There is a similar story with the extensive search for Extra-Terrestrial Intelligence (SETI). For years, SETI scientists have been searching the sky for signs of other civilizations, but so far we have found nothing. But almost all of our searches have been on the nearest few stars, and so in a sense the search has barely begun.
In the meantime, we continue to bombard with images to show UFOs (Unidentified Flying Objects) or UAP (Unidentified Aerial Phenomena).
Most of these photos are probably fake, or incorrect photos of familiar objects, such as weather balloons. But as scientists we have to keep an open mind. In the trash, there may be one or two photos or videos that can really expand our current knowledge.
The problem is that if someone presents me a photo to show me a flying saucer, I know that the odds are against it being fake, and so I can examine it carefully and dismiss it instead of wasting my time. But suppose I’m wrong?
Similarly, when we see a door, or a face, or a spoon on Mars, it is very easy to dismiss it. But we must be careful that one day we can find archeological evidence of past life on Mars.

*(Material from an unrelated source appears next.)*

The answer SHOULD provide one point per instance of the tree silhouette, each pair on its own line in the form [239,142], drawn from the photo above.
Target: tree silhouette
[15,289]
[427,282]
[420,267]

Of course, this seems very unlikely. But not impossible. It would be a terrible loss if, in all our careful searching through the data, we miss the thing we were looking for because it was so easily dismissed as a light technique.
(Author: Ray Norris, Professor, School of Science, Western Sydney University)
Statement: Ray Norris does not work for, consult, share or receive funding from any company or organization that would benefit from this article, and did not disclose any relevant relationship outside of their academic appointments.